An iduve, onworld, among outsiders.

Even Tejef had maintained his privacy; that a nasul so exposed itself was unthinkable. Even in the midst of their private terror it occurred to the asuthi simultaneously that Priamos might die for seeing what it was seeing, an iduve among them. Had it happened on Kartos there would have been panic and mass suicides.

Mejakh! Isande recognized the person, and her thoughts became a babble of terror. The iduve was coming toward them. The idoikkhei were beginning to cause pain as Mejakh’s nearness overcame Khasif’s interference.

Aiela hauled Isande to her feet and tried to run with her. The pain became too much. They stumbled again, trying to rise.

The hatch of the base ship opened and another iduve descended, careless of witnesses. Aiela forgot to struggle, transfixed by the sight. It was incredible how fast the iduve could move when they chose to run. Khasif crossed the intervening space and came to an abrupt halt still yards distant from Mejakh.

Sound exploded about them all, light: the ground heaved and a wall of air flung Aiela down, dust and cement chips showering about him as he tried to shield Isande. Choking black smoke confounded itself with the darkness: lights on the field had gone out.

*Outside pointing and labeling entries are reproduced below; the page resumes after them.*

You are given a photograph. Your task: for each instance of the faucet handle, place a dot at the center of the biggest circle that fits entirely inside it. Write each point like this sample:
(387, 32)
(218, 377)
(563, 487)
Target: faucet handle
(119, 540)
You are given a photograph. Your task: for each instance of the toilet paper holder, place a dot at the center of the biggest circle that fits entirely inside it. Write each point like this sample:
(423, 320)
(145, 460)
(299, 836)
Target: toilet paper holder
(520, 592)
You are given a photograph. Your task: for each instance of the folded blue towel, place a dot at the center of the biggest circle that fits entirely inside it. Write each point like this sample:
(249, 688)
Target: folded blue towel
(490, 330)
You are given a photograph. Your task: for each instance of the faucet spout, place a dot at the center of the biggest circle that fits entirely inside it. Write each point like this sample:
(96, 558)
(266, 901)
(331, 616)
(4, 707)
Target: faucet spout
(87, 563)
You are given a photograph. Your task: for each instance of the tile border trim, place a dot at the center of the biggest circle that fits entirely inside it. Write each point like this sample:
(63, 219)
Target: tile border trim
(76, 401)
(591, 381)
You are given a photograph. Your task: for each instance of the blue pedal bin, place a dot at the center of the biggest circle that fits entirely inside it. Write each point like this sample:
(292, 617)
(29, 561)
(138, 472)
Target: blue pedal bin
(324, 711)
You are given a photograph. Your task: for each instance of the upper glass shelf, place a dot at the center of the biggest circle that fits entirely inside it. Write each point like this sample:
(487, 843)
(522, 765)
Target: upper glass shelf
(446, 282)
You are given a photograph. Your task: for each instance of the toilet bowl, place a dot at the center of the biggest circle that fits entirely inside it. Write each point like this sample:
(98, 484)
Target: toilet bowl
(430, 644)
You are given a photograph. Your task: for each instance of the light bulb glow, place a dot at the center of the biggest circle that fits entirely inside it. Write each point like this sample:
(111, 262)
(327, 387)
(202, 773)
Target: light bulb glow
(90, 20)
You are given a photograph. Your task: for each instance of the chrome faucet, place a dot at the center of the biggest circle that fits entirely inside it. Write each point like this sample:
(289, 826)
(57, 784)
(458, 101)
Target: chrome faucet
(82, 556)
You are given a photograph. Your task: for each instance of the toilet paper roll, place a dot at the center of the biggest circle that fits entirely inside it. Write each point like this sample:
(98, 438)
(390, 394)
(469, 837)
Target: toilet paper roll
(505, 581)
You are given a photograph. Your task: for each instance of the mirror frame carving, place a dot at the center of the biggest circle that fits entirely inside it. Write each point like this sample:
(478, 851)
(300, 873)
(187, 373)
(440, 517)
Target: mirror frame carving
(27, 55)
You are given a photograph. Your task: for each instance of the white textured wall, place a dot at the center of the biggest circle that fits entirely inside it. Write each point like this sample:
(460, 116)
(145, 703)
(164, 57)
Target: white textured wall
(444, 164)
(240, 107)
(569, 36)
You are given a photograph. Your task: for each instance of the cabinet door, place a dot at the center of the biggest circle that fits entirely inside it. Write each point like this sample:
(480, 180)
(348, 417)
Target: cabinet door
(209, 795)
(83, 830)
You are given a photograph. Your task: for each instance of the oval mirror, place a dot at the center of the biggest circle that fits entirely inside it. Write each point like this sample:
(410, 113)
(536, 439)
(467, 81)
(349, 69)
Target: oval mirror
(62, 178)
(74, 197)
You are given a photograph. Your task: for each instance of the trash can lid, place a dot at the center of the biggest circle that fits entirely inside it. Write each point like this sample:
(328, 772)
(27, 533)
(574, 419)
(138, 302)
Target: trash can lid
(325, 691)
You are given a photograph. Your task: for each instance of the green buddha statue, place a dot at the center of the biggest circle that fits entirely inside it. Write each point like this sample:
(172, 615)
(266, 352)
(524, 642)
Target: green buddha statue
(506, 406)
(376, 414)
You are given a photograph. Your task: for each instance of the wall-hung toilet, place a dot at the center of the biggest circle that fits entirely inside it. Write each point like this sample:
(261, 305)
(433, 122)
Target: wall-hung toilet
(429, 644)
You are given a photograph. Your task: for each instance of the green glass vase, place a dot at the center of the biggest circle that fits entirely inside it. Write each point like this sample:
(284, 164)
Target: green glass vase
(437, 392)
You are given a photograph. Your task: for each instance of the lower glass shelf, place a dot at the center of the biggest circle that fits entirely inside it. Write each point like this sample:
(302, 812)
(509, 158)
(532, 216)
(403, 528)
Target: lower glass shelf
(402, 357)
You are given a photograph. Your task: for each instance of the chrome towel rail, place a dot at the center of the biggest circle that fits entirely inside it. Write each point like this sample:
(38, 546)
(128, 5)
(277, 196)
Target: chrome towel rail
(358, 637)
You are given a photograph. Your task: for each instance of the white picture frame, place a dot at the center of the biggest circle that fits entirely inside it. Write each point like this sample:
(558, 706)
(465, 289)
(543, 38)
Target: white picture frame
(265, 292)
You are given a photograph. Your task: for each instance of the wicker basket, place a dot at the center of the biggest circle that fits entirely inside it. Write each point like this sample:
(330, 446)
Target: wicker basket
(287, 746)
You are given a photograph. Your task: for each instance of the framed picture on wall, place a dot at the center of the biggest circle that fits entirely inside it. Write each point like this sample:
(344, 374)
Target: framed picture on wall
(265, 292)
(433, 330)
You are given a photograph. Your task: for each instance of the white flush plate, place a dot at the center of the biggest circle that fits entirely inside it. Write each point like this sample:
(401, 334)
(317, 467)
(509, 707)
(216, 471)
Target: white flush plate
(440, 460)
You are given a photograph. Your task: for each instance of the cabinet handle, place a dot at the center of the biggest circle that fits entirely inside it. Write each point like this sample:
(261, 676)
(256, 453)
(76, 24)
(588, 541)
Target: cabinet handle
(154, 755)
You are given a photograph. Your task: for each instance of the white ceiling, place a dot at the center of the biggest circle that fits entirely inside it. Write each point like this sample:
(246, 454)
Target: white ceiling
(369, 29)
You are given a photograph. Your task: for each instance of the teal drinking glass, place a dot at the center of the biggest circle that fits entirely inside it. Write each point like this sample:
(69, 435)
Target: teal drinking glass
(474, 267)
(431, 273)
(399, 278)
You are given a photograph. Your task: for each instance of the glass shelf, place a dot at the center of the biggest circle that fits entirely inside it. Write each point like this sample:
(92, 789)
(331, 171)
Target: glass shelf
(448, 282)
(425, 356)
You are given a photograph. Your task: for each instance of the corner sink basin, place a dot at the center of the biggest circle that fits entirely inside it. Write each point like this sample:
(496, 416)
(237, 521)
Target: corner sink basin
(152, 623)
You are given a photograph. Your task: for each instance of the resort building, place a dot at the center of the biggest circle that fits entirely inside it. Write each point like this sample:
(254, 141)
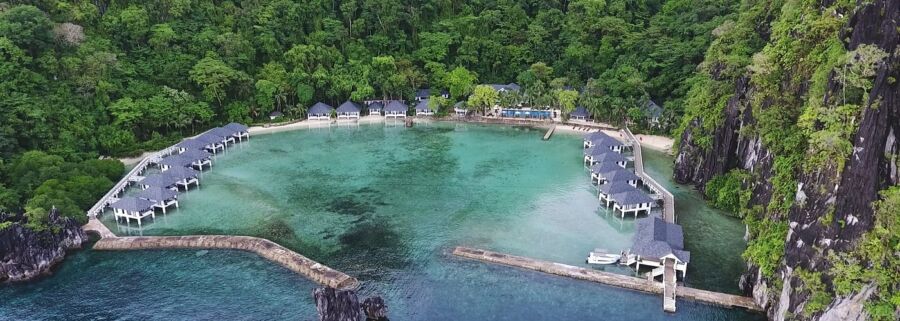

Amaut poured this way and that, gabbling alarm, human shapes among them. Powerful lights from off the field were sweeping the clouds of smoke, more obscuring than aiding.

Isande! he cried; but his effort to reach her mind plunged him into darkness and pitched him off balance: he felt her body loose, slack-limbed. His hand came away wet from hers, and he wiped the moisture on his jacket, sick with panic.

Hands seized him, hauled him up, attempted to restrain him: humans. He fired and dropped at least one, blind in the dark and smoke.

But when he was free again and sought Isande, he could not find her. Where she should have been there was no one, the pavement littered with stone and powder.

And close at hand an airship thundered upward, its twin lights glaring barefully through the roiling smoke.

Don’t let it go, Aiela implored the silent form of the base ship; but both his asuthi were dark and helpless, and the base ship made no effort to intervene. Weapons fire laced the dark. More shadows, human-tall, raced toward him. Of the hovercraft there was no sign at all. It had deserted them.

A projectile kicked up the pavement near him. The chips stung his leg.

He ran, falling often, until the pounding in his skull and the pain in his side made him seek the shelter of the ruins and wait the strength to run again.